Die Verantwortlichen des Distriktes Kanchanpur, in dem das Dorf der Verstorbenen liegt, reagierten unmittelbar und starteten eine neue Kampagne, um Menstruationshütten aufzuspüren und niederzureißen. »Die Chaupadi-Praxis hält sich hartnäckig. Nun hat eine Frau deswegen ihr Leben verloren. Deswegen ist es unbedingt erforderlich, die Chaugoths zu entfernen«, wurde Chief District Officer Laxman Dahal von der Zeitung The Himalayan Times zitiert. Alle lokalen Stellen distriktweit hätten entsprechende Instruktionen erhalten. Während diese Order am Montag erfolgte, hatte die Stadtverwaltung von Krishnapur die Zerstörung aller Chaugoths binnen 15 Tagen schon am Unglückstag angeordnet.

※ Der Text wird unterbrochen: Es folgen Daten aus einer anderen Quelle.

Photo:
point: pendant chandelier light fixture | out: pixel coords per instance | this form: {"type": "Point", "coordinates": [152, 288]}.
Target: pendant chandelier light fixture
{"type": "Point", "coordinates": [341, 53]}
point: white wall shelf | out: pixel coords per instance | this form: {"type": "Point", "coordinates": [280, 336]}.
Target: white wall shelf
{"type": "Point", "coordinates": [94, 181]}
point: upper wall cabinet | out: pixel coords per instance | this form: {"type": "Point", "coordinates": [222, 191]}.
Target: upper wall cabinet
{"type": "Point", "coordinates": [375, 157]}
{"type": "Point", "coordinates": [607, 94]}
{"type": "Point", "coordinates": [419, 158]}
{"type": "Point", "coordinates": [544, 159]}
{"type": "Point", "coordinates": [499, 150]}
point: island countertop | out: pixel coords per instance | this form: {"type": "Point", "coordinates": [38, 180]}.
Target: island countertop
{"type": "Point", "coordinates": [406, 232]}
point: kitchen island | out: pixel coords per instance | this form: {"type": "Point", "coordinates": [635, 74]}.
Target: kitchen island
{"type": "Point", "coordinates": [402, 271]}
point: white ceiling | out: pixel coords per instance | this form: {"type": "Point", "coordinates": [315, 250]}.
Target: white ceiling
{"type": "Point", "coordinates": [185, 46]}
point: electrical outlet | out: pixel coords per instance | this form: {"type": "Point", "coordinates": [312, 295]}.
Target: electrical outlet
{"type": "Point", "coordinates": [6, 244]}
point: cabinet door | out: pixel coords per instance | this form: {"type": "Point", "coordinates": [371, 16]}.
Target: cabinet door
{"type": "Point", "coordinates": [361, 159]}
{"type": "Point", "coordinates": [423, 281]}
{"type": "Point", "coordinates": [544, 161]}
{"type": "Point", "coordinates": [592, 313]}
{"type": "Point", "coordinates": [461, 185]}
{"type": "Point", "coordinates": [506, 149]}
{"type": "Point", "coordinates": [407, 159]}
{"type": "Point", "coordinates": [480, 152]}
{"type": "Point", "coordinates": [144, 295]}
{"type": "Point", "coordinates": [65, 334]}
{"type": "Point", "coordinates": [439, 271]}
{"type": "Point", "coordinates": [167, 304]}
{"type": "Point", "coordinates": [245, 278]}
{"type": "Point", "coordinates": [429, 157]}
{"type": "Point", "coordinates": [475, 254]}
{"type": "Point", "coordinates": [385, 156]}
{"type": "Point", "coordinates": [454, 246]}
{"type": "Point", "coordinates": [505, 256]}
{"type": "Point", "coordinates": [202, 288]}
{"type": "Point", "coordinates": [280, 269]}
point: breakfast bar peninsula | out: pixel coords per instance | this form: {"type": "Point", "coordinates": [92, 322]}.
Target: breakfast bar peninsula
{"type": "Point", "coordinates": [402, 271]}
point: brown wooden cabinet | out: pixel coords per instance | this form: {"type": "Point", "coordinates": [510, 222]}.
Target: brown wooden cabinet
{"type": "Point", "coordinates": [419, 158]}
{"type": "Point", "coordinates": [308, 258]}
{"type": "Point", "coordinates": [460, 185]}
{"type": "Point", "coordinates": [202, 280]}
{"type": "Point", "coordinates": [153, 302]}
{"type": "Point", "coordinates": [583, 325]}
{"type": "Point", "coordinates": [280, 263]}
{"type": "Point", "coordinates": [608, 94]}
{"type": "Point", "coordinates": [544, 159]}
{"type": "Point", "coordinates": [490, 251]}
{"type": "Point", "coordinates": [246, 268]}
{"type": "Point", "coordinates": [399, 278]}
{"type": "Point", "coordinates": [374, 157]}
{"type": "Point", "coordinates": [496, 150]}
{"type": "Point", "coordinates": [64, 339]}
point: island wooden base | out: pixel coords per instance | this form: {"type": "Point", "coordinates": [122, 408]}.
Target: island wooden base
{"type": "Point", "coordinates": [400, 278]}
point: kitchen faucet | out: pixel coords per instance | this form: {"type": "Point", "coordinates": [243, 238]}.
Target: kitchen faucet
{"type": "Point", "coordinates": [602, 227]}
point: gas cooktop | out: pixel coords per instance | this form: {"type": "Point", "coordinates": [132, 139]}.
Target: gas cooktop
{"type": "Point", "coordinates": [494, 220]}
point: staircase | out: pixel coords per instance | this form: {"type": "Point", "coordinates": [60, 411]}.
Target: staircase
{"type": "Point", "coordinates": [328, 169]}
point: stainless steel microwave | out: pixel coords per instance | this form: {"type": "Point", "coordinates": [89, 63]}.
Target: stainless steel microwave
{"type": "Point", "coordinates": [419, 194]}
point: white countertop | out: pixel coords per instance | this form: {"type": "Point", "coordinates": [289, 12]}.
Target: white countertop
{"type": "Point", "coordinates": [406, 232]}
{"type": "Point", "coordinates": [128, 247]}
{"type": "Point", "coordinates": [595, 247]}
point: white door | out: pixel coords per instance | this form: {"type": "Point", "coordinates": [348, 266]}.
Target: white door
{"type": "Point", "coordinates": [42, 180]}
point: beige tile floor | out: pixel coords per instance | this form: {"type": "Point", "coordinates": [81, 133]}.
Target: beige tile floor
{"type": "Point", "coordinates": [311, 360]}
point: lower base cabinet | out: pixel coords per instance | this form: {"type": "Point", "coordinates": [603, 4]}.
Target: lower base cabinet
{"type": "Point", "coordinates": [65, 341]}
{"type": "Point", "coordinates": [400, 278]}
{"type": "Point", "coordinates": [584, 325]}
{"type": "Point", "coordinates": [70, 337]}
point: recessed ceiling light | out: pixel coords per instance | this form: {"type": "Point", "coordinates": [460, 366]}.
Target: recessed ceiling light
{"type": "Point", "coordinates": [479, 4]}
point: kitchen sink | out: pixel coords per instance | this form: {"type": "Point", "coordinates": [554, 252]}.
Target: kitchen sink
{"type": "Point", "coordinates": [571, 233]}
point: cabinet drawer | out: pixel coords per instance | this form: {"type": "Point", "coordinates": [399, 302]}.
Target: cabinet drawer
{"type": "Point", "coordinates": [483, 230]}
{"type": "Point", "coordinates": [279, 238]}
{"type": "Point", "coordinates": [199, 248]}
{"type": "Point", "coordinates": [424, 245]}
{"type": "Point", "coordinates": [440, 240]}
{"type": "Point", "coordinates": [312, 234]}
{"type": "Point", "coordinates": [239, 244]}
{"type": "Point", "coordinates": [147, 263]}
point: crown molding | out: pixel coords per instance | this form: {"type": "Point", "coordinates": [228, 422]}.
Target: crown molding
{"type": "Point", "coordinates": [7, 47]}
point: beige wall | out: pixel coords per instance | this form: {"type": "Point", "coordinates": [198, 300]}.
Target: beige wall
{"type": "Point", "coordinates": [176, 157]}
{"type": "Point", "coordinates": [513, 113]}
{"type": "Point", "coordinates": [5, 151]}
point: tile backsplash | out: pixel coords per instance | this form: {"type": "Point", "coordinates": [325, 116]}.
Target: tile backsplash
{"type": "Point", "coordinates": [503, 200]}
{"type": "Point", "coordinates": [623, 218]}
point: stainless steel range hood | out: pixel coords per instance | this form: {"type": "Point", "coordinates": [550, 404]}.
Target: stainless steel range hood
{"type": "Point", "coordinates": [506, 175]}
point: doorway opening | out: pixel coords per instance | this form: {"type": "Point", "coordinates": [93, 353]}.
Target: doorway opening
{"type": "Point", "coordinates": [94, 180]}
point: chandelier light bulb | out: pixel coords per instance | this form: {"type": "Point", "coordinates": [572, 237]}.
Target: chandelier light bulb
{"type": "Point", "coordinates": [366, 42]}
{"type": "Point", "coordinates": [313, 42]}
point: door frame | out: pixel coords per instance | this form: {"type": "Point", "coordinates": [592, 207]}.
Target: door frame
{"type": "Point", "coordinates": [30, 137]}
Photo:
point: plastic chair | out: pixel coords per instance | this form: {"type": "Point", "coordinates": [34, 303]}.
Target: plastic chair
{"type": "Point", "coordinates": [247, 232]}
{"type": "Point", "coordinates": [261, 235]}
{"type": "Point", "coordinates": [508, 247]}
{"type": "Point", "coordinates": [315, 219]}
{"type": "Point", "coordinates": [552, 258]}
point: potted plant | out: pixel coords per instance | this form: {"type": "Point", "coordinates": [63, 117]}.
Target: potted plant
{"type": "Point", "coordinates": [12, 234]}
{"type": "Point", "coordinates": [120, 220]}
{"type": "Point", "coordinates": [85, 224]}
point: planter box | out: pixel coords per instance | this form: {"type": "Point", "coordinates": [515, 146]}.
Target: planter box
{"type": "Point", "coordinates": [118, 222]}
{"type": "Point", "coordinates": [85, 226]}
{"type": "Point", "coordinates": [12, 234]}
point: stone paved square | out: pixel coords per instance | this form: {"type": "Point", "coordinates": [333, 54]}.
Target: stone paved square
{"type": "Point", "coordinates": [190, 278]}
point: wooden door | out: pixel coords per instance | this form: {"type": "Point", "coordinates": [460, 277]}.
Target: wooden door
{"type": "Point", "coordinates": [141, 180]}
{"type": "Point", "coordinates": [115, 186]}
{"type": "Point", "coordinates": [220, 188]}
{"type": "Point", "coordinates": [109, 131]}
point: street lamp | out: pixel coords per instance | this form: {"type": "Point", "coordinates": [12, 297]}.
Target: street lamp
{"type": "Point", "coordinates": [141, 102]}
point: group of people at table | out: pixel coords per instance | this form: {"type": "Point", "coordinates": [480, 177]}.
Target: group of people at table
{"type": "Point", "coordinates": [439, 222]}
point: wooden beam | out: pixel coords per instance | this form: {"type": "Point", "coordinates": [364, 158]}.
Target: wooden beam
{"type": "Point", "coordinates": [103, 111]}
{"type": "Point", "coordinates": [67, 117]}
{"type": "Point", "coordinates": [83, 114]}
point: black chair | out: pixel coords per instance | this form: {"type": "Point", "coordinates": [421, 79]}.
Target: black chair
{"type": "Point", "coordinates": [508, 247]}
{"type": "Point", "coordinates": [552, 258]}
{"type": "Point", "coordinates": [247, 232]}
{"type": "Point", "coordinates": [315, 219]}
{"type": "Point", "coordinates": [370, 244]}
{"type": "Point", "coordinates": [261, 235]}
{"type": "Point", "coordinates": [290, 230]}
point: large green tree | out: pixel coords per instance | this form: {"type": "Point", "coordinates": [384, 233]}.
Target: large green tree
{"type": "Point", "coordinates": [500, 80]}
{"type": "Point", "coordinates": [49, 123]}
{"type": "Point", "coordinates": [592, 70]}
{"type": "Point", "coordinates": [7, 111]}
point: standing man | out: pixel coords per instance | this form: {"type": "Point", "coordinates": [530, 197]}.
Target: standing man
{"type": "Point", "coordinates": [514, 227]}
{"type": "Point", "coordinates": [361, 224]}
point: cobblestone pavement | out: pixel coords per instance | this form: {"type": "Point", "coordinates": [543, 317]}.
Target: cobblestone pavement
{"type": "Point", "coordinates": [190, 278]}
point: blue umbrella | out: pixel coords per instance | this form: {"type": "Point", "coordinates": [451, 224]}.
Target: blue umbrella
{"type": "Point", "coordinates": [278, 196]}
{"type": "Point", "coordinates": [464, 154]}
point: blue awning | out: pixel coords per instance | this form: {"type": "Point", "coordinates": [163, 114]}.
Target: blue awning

Dass es sich um einen Kampf gegen Windmühlen handelt, ist den Beteiligten dabei bewusst. Bereits seit zwei Jahren sei man in dieser Weise aktiv, berichtete ein lokal Verantwortlicher den Reportern. Doch kaum seien die Hütten abgerissen und die Kontrolleure wieder verschwunden, würden die Dorfbewohner umgehend für Ersatz sorgen. In seinem Gebiet gebe es aktuell etwa 200 Chaugoths. Ob es hilft, dass die Stadtverwaltung Krishnapurs nun Strafen in Höhe von 10.000 Rupien verhängen will, umgerechnet etwa 70 Euro und damit in dieser Gegend für die meisten kein geringer Betrag, bleibt abzuwarten.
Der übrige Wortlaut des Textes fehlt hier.